Liputan6.com, Palu - Reformasi yang telah berusia 25 tahun diperingati oleh mahasiswa di Kota Palu dengan diskusi dan refleksi gerakan mahasiswa.
Baca Juga
Advertisement
Diskusi yang diinisiasi Persatuan Nasional Aktivis 98 (Pena 98) Sulawesi Tengah itu digelar di Kampus STIMIK Bina Mulia dan diikuti ratusan mahasiswa, Sabtu (6/5/2023).
Dalam diskusi itu Ketua Assosiasi Pendidikan Tinggi Informatika dan Komputer Sulteng, Burhanuddin Andi Masse menyebut, meski reformasi hingga saat ini belum dapat menyelesaikan seluruh permasalahan bangsa, namun berkat gerakan mahasiswa 25 tahun silam kehidupan kebebasan dan kesempatan berkontribusi terhadap bangsa bisa terbuka.
“Dulu intelektual dan akademisi jarang mendapat kesempatan di pemerintahan, tapi sekarang semua bisa, bahkan kalangan profesional bisa menjadi menteri,” kata aktivis 98 asal Sulawesi Tengah tersebut dihadapan peserta diskusi.
Dalam konteks Sulawesi Tengah sendiri, semangat reformasi menurut Ketua Komnas HAM Sulteng, Dedi Askary saat ini cenderung telah dilupakan, justru oleh aparat pemerintahan.
Dedi mencontohkan investasi pertambangan yang sedang masif di Sulteng belum dibarengi dengan perlindungan yang maksimal bagi tenaga kerja Indonesia.

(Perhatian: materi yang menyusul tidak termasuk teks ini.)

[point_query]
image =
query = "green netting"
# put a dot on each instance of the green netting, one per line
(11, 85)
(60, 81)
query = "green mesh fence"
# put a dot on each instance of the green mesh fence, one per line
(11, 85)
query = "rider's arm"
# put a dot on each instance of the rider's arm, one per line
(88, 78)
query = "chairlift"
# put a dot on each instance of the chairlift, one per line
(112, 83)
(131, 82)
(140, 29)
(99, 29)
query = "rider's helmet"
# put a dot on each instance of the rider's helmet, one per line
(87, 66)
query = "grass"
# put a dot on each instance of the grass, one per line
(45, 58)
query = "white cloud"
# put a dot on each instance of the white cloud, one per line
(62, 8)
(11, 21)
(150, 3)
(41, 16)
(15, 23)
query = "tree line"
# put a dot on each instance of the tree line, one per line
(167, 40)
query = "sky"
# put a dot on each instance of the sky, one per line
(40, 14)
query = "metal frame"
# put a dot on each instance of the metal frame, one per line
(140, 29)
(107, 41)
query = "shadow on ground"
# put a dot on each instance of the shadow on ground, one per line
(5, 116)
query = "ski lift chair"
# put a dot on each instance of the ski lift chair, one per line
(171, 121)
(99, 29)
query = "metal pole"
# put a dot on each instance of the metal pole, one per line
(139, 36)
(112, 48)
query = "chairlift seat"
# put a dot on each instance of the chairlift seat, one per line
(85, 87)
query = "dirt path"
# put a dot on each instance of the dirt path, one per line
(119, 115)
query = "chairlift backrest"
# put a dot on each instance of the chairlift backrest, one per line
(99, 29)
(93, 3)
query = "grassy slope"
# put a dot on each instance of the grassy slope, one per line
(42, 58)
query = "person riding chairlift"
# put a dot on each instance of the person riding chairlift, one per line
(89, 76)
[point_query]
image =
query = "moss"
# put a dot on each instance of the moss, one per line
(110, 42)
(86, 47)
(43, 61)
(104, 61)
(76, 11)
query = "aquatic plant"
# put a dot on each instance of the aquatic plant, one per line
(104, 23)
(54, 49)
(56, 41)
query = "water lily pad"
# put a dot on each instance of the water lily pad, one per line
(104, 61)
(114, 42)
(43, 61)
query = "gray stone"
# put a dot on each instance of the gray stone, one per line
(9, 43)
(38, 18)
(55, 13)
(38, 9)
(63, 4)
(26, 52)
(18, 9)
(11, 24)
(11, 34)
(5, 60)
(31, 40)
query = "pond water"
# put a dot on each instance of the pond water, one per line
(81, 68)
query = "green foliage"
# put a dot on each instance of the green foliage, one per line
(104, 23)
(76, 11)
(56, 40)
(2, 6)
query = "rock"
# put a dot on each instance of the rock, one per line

“Ketika konflik antara pekerja dan perusahaan terjadi misalnya, aparat negara cenderung menjadi pelindung pengusaha,” ungkap Dedi yang menjadi salah satu pembicara.
Investasi pertambangan dan perkebunan di Sulteng, menurut Dedi, bahkan punya risiko konflik yang besar. Mahasiswa kata dia bisa membawa semangat reformasi tersebut untuk mengkritisi soal-soal tersebut dengan menghidupkan diskusi-diskusi.
Diskusi itu juga jadi ajang para pembicara yang merupakan aktivis 98 bercerita tentang gejolak demonstrasi mahasiswa di Sulteng pada Mei 98. Peristiwa ‘Tanah Runtuh’ Kota Palu yang diwarnai kekerasan aparat disebut menjadi salah satu catatan gerakan mahasiswa Sulteng kala itu yang menolak orde baru.